FairGFL: Privacy-Preserving Fairness-Aware Federated Learning with Overlapping Subgraphs
Zihao Zhou, Shusen Yang, Fangyuan Zhao, Xuebin Ren
TL;DR
This paper tackles fairness in graph federated learning when clients hold overlapping subgraphs that are imbalanced. It introduces FairGFL, a privacy-preserving framework that privately estimates overlapping ratios via Local Differential Privacy, then uses an interpretable fairness-aware aggregation and a composite loss with a max-loss regularizer to balance fairness and utility. The approach yields improved cross-client fairness (lower variance, higher entropy) while preserving model utility across four benchmark graph datasets, under various privacy budgets and overlap scenarios. The work advances practical, privacy-preserving collaborative graph learning by addressing overlap-induced heterogeneity and providing convergence analysis and empirical validation.

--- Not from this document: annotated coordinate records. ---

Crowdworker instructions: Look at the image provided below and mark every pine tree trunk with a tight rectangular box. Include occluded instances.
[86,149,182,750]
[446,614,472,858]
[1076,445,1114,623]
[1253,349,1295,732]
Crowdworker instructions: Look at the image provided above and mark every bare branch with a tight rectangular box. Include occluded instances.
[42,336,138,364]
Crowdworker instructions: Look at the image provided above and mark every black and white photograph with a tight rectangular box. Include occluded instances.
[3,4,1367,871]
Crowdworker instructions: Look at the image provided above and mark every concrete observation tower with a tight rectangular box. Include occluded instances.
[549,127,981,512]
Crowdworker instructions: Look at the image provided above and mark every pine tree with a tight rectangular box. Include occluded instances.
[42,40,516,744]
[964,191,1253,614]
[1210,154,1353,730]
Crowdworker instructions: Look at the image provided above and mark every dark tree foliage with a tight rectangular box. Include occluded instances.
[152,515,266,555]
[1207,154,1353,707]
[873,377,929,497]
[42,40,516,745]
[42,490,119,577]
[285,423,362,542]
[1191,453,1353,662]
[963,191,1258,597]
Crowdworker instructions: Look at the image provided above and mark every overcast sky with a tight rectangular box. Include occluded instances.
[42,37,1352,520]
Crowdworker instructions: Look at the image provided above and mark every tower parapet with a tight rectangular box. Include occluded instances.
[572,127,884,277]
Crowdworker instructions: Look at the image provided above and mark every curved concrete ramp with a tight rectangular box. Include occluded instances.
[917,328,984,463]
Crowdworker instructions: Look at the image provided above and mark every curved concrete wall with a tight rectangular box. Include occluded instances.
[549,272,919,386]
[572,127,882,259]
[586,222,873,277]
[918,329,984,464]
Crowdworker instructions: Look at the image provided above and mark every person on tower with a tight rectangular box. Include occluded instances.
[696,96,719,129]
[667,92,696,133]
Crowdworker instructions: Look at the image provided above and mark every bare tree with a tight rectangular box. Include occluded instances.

The methods have potential impact for real-world federated graph applications requiring fair, privacy-conscious collaboration.
Abstract
Graph federated learning enables the collaborative extraction of high-order information from distributed subgraphs while preserving the privacy of raw data. However, graph data often exhibits overlap among different clients. Previous research has demonstrated certain benefits of overlapping data in mitigating data heterogeneity. However, the negative effects have not been explored, particularly in cases where the overlaps are imbalanced across clients. In this paper, we uncover the unfairness issue arising from imbalanced overlapping subgraphs through both empirical observations and theoretical reasoning. To address this issue, we propose FairGFL (FAIRness-aware subGraph Federated Learning), a novel algorithm that enhances cross-client fairness while maintaining model utility in a privacy-preserving manner. Specifically, FairGFL incorporates an interpretable weighted aggregation approach to enhance fairness across clients, leveraging privacy-preserving estimation of their overlapping ratios. Furthermore, FairGFL improves the tradeoff between model utility and fairness by integrating a carefully crafted regularizer into the federated composite loss function. Through extensive experiments on four benchmark graph datasets, we demonstrate that FairGFL outperforms four representative baseline algorithms in terms of both model utility and fairness.